Jan Synáček
Jan Synáček

Reputation: 355

Haskell "string movement" functions

I'm trying to build a simple text editor using Haskell, hscurses and Data.Text. I'm quite new to Haskell.

Here is a snippet from my code:

data Cursor = Cursor {
  position :: Int,
  line     :: Int,
  column   :: Int
} deriving (Eq, Show)

isNewline :: Char -> Bool
isNewline c = c == '\n'

onNewline :: T.Text -> Int -> Bool
onNewline buf pos
  | pos >= T.length buf = False
  | otherwise           = isNewline $ T.index buf pos

findIndex :: (Char -> Bool) -> T.Text -> Int -> Maybe Int
findIndex pred buf pos
  | buf == T.empty = Just 0
  | otherwise      = rightWhile pos
  where rightWhile pos
          | pos > bufMax buf       = Nothing
          | pred $ T.index buf pos = Just pos
          | otherwise              = rightWhile (pos + 1)

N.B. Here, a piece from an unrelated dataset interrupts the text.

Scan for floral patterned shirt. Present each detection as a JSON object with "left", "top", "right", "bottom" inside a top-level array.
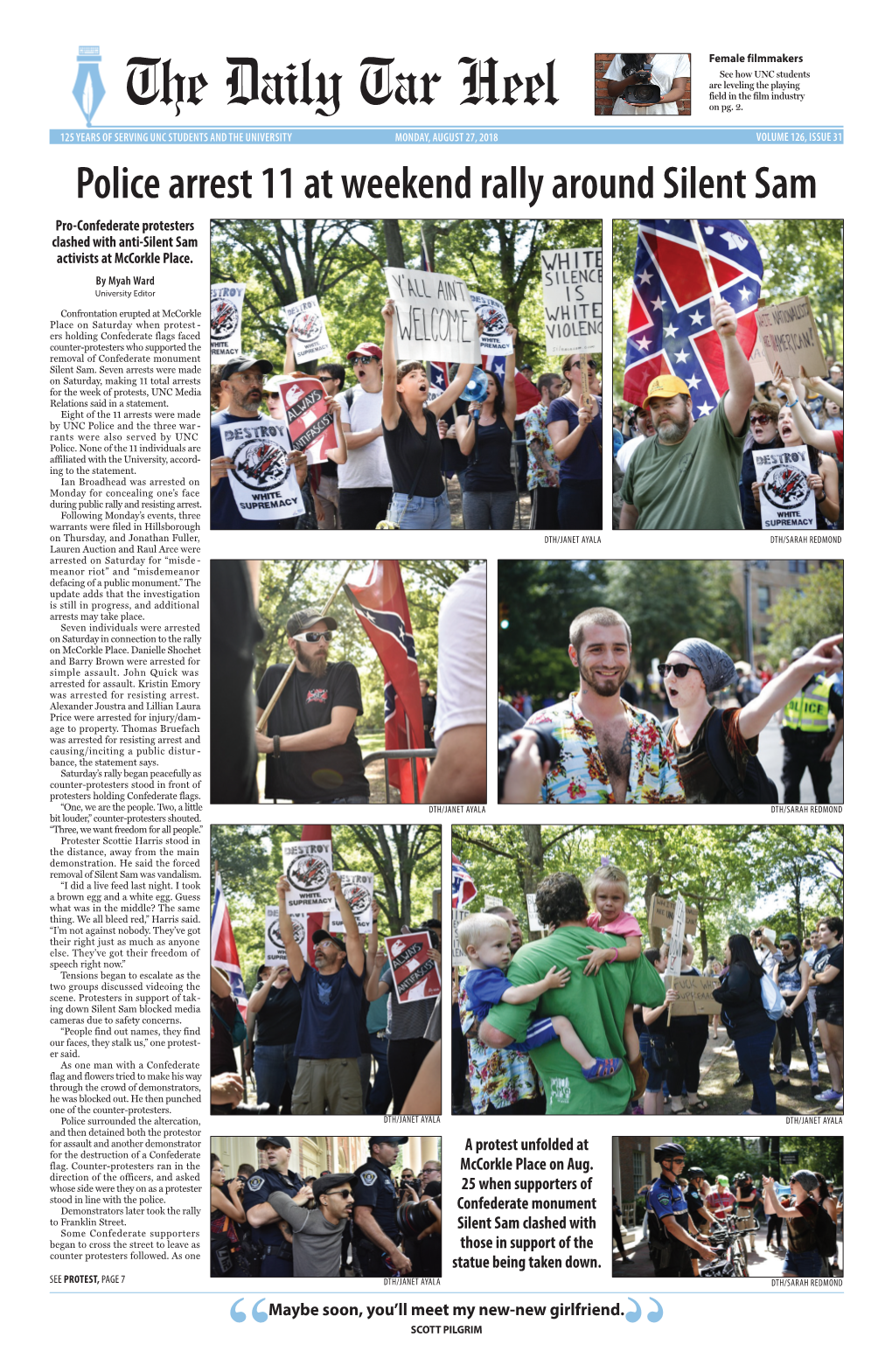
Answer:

findIndexLeft :: (Char -> Bool) -> T.Text -> Int -> Maybe Int
findIndexLeft pred buf pos = leftWhile pos
  where leftWhile pos
          | pos < 0                = Nothing
          | pred $ T.index buf pos = Just pos
          | otherwise              = leftWhile (pos - 1)

startOfLine :: T.Text -> Int -> Int
startOfLine buf pos = case findIndexLeft isNewline buf (pos - 1) of
  Nothing -> 0
  Just p  -> p + 1

endOfLine :: T.Text -> Int -> Int
endOfLine buf pos = case findIndex isNewline buf pos of
  Nothing -> 1 + bufMax buf
  Just p  -> p

lineOffset :: T.Text -> Int -> Int
lineOffset buf pos = pos - startOfLine buf pos

lineLength :: T.Text -> Int -> Int
lineLength buf pos = endOfLine buf pos - startOfLine buf pos

bufMax :: T.Text -> Int
bufMax buf = max 0 $ T.length buf - 1

bufLines :: T.Text -> Int
bufLines = T.foldl (\acc c -> if isNewline c then (acc+1) else acc) 0

moveCursorRight :: T.Text -> Cursor -> Cursor
moveCursorRight buf c@(Cursor pos line col)
  | buf == T.empty = c
  | otherwise      = Cursor newPos newLine newCol
  where end       = 1 + bufMax buf
        onEnd     = pos == end
        newPos    = clip (pos + 1) 0 end
        newLine   = if onNewline buf pos && not onEnd
                    then line + 1
                    else line
        newCol    = lineOffset buf newPos

moveCursorLeft :: T.Text -> Cursor -> Cursor
moveCursorLeft buf (Cursor pos line col) =
  Cursor newPos newLine newCol
  where onStart   = pos == 0
        newPos    = clipLow (pos - 1) 0
        newLine   = if onNewline buf newPos && not onStart
                    then line - 1
                    else line
        newCol    = lineOffset buf newPos

-- More movement functions follow...

The problem with this code is that for buffers that are thousands of lines long, it gets very slow. That's probably because of the use of index functions, that are O(n) and not constant time as they would be in C, for example.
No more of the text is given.